Ces contraintes ne sont pas immuables. Le déficit du TDP n’est pas une fatalité dans le maintien des plateformes héritées. La technologie permettant d’y répondre existe aujourd’hui, au plus près des besoins, et selon le rythme imposé par la mission.
Dr Ali Tamijani est le fondateur et CEO de Novineer, Inc., ainsi que professeur en ingénierie aérospatiale à l’Embry-Riddle Aeronautical University. Son travail vise à réduire les frictions entre pièces physiques et systèmes d’ingénierie numérique, Novineer incarnant cette vision dans le secteur commercial.
Il a obtenu son doctorat en mécanique des structures à Virginia Tech en 2011, puis a rejoint Embry-Riddle en 2013, où il a développé un programme de recherche de pointe en optimisation structurelle et conception pour fabrication additive, avec plus de 2,5 millions de dollars de financements fédéraux (NSF, AFOSR, NASA, Office of Naval Research). Ses distinctions incluent le Young Investigator Award de l’AFOSR (2017), le NSF CAREER Award (2019) et le prix du chercheur exceptionnel d’Embry-Riddle (2020).

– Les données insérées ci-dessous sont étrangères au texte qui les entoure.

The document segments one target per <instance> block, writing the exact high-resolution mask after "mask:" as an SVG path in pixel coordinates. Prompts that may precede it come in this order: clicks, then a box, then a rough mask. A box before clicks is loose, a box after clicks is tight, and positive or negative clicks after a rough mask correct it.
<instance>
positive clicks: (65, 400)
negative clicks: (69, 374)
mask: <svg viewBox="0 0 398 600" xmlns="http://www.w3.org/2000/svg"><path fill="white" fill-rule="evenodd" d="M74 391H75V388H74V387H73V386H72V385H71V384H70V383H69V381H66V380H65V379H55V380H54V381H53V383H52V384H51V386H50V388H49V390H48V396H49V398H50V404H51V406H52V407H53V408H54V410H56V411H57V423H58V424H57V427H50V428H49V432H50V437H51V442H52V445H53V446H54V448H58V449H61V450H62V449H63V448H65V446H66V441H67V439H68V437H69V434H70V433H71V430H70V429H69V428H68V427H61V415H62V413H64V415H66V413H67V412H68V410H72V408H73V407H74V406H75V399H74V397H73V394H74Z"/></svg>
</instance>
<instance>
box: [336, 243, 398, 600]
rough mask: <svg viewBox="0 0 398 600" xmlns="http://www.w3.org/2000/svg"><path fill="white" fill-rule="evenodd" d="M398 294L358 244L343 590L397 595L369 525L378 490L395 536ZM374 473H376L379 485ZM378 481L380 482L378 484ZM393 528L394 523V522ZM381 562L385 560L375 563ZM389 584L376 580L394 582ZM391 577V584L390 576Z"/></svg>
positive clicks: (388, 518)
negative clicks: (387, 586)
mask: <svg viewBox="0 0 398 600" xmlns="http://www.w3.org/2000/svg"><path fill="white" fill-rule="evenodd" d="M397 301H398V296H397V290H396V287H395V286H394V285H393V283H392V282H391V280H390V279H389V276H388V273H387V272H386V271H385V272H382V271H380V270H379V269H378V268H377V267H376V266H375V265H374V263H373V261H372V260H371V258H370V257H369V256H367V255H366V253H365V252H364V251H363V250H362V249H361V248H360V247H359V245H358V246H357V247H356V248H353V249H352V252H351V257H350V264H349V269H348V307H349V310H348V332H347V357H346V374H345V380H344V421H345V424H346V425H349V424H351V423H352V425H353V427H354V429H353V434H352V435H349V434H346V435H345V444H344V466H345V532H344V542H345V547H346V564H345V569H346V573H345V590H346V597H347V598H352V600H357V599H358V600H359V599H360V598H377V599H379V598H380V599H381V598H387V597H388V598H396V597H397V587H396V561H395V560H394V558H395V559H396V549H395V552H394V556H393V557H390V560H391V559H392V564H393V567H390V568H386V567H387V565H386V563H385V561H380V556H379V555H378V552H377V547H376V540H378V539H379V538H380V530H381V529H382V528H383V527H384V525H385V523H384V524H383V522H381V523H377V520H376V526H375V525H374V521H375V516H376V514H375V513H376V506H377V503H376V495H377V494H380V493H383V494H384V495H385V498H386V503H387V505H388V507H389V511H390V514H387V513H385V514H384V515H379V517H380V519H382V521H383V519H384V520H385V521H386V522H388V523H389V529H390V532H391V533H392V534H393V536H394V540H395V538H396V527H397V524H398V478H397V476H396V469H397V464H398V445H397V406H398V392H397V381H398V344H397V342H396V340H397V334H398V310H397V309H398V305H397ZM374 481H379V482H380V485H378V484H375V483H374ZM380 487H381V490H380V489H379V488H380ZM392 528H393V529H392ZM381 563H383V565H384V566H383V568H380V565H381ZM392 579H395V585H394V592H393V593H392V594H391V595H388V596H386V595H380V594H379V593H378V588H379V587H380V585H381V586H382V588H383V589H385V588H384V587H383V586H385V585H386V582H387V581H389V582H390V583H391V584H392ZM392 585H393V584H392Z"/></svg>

En 2022, il a fondé Novineer pour commercialiser les technologies issues de ces quinze années de recherche. La société propose des solutions logicielles d’ingénierie inverse, de conception générative et de simulation consciente des parcours d’outil via NoviVision, NoviDesign, et NoviPath, permettant aux ingénieurs de passer rapidement et efficacement de la pièce physique aux modèles numériques prêts pour la production.
Sous sa direction, Novineer a reçu le soutien de l’US Air Force, de la NSF et du Secrétariat à la Défense, établi des partenariats stratégiques avec des OEM tels que Stratasys et signé des accords avec des organisations de défense dont l’US Army. NoviPath est intégré à GrabCAD Print Pro dans le cadre d’un partenariat stratégique.